I’d made only a few rides with the Thursday night crew before I realized I was riding with magicians, chief among them the amazing Alden Wright, a University of Montana professor and 65-year long biking enthusiast who, at 71, puts me to shame on the mountain. He’s gray bearded and lean, his voice is high-pitched and sounds a little weak. If you saw him downtown sipping tea you might think his greatest adventures would be playing with the grandkids and whipping ass at the bingo lounge. But this guy cracks the stereotypes in half and if there’s something to take away from my Thursday night rides it’s this: Mountain biking is a method to stay active, involved and healthy for life. I consider Alden — every time I’m eating dust from his rear tire — to be proof of that.

There are other amazing people in the group and part of their success is related to diet, which all mountain bikers understand as being vital to success. Diet, too, is at the heart of this moniker, which I heard one Thursday when I pointed at my hardtail bike and told a fellow rider, “Yea, I think this uphill would be a lot easier if I bought something with a carbon-fiber frame.”

He smiled and said, “Technology isn’t the answer. You don’t need a lighter bike. You just need to lose weight.”

That dude is in his late 50s, but looks no older than 40, and he just chews up the trail with his carbon-fiber bike. Despite that lightweight bike, I have trouble understanding how he makes it look so simple and barely loses his breath on uphill grinds. I suspected performance-enhancing drugs, but I got a little window into his ways one day at Frenchtown Pond, a local swimming hole located just west of Missoula. He’d arrived with a new paddleboard, after having ridden, like, 4,000 miles on his bike earlier that day. After he launched onto the lake I approached his daughter and said, “Your dad is amazing. Great rider. How does he stay so lean?” I expected to hear some scientific ratio between good carbs and lean protein. Instead, she merely said, “He doesn’t eat anything but Clif Bars.”

As I pen this article, the Missoula mountain biking season has just begun and I have 10 rides under my belt, which is 10 more than I had last year when I first met up with the Thursday Night Ride.

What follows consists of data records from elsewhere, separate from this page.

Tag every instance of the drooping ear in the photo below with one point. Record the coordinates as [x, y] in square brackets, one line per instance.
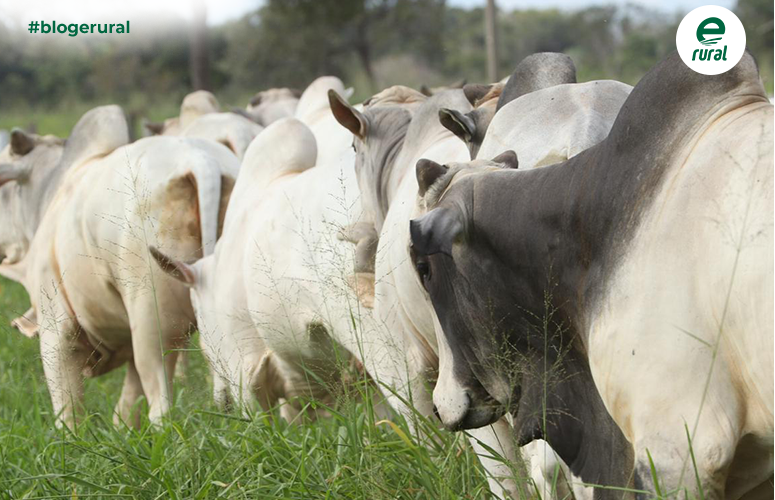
[436, 231]
[458, 84]
[349, 117]
[508, 159]
[178, 270]
[154, 128]
[459, 124]
[475, 91]
[12, 172]
[21, 142]
[255, 100]
[428, 172]
[27, 323]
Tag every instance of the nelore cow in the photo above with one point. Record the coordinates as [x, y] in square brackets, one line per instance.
[396, 128]
[78, 216]
[270, 105]
[619, 304]
[200, 117]
[278, 313]
[533, 73]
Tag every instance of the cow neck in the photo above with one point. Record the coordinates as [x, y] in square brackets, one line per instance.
[519, 219]
[566, 227]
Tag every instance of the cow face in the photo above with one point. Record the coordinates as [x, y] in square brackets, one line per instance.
[378, 136]
[477, 382]
[26, 158]
[471, 127]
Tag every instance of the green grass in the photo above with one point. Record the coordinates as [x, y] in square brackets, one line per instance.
[202, 453]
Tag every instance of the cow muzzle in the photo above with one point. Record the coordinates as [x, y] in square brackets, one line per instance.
[465, 410]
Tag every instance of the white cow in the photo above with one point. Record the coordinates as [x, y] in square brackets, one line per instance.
[313, 110]
[233, 345]
[230, 129]
[277, 298]
[97, 301]
[201, 117]
[270, 105]
[194, 105]
[544, 125]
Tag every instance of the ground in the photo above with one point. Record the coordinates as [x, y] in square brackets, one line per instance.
[203, 453]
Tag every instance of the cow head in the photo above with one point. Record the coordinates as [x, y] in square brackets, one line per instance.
[31, 168]
[270, 105]
[21, 162]
[475, 385]
[471, 127]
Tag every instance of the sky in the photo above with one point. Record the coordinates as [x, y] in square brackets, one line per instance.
[219, 11]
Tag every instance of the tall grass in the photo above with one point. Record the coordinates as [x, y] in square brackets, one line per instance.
[200, 452]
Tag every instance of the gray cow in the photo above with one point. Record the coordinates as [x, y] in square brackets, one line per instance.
[622, 299]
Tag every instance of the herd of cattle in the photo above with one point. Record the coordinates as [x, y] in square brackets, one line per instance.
[579, 274]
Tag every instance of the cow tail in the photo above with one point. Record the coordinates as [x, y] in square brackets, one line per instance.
[208, 190]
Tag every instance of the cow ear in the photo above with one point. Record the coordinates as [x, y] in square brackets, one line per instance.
[154, 128]
[475, 91]
[178, 270]
[458, 84]
[508, 159]
[13, 172]
[21, 142]
[435, 232]
[459, 124]
[428, 172]
[349, 117]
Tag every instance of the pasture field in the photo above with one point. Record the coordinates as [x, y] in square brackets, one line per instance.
[202, 453]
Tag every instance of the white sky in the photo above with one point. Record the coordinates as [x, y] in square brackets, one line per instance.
[91, 11]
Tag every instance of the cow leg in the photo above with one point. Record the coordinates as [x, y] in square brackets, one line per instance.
[155, 368]
[126, 411]
[669, 452]
[63, 361]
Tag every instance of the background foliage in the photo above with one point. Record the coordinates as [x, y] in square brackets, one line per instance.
[48, 81]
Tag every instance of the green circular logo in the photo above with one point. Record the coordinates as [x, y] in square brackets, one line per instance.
[704, 29]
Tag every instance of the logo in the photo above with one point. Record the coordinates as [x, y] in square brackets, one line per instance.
[710, 40]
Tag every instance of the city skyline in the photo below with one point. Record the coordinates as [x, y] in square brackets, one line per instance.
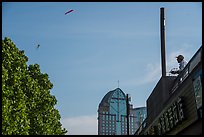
[86, 52]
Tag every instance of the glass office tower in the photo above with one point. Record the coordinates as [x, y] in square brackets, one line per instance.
[112, 114]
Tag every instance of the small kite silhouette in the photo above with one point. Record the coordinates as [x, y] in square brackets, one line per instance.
[68, 11]
[38, 46]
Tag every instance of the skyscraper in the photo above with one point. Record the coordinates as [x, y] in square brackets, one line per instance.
[141, 114]
[112, 114]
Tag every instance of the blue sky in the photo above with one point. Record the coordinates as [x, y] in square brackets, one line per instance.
[88, 50]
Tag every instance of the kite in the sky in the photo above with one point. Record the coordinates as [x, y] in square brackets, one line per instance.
[38, 46]
[68, 11]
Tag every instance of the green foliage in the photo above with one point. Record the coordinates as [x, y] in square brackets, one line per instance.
[27, 105]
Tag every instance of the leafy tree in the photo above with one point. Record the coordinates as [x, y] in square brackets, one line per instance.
[27, 105]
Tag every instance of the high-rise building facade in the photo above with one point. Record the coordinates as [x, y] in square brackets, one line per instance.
[112, 114]
[141, 114]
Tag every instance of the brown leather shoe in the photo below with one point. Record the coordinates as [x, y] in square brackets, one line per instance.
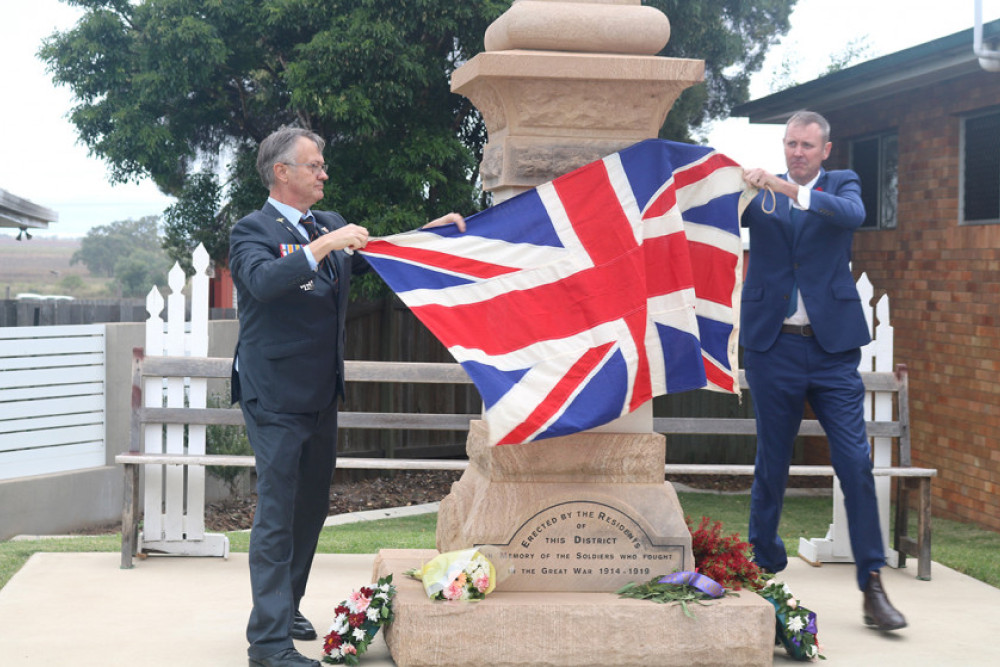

Still, just yesterday, I was riding the Sawmill loop when an older dude startled me by saying, “On your left,” and then as he passed he barked, “First ride of the season?” I took that as a direct insult and wanted to say, “Holy balls, you scared the piss out of me, tough guy,” but that would have announced that I’d spent too much time in an Irish pub this spring and too few hours on the Rattlesnake’s single-track trails. In addition, I try to keep the peace with all riders because one of these days, one of those dudes could find my carcass on the trail and I’d like to think they’d offer CPR or, at the very least, contact my next of kin.

Speaking of death. I’ve been thinking about it ever since I failed on that highwall, but never with the fascination of a chronically depressed and bitterly divorced 40-year-old friend of mine who says, “I’m looking forward to dying. It’s just part of life. And I think it will be interesting to see what it’s like.”

“Dude,” I’ve responded, “there’s an app for that!” Or, at the very least, medication.

But he won’t listen. He’s on his way to wherever he’s going, and so am I, and so are the rest of you. But I’m not throwing in the towel and each time I see Alden cranking up the Rattlesnake ahead of me this year, I’ll secretly promise to ride more often, to eat less frequently and to lay off, for the most part, those microbrews. But I will draw a line in the sand: I won’t, I simply won’t survive on Clif Bars, no matter how much easier those long, uphill grinds might be.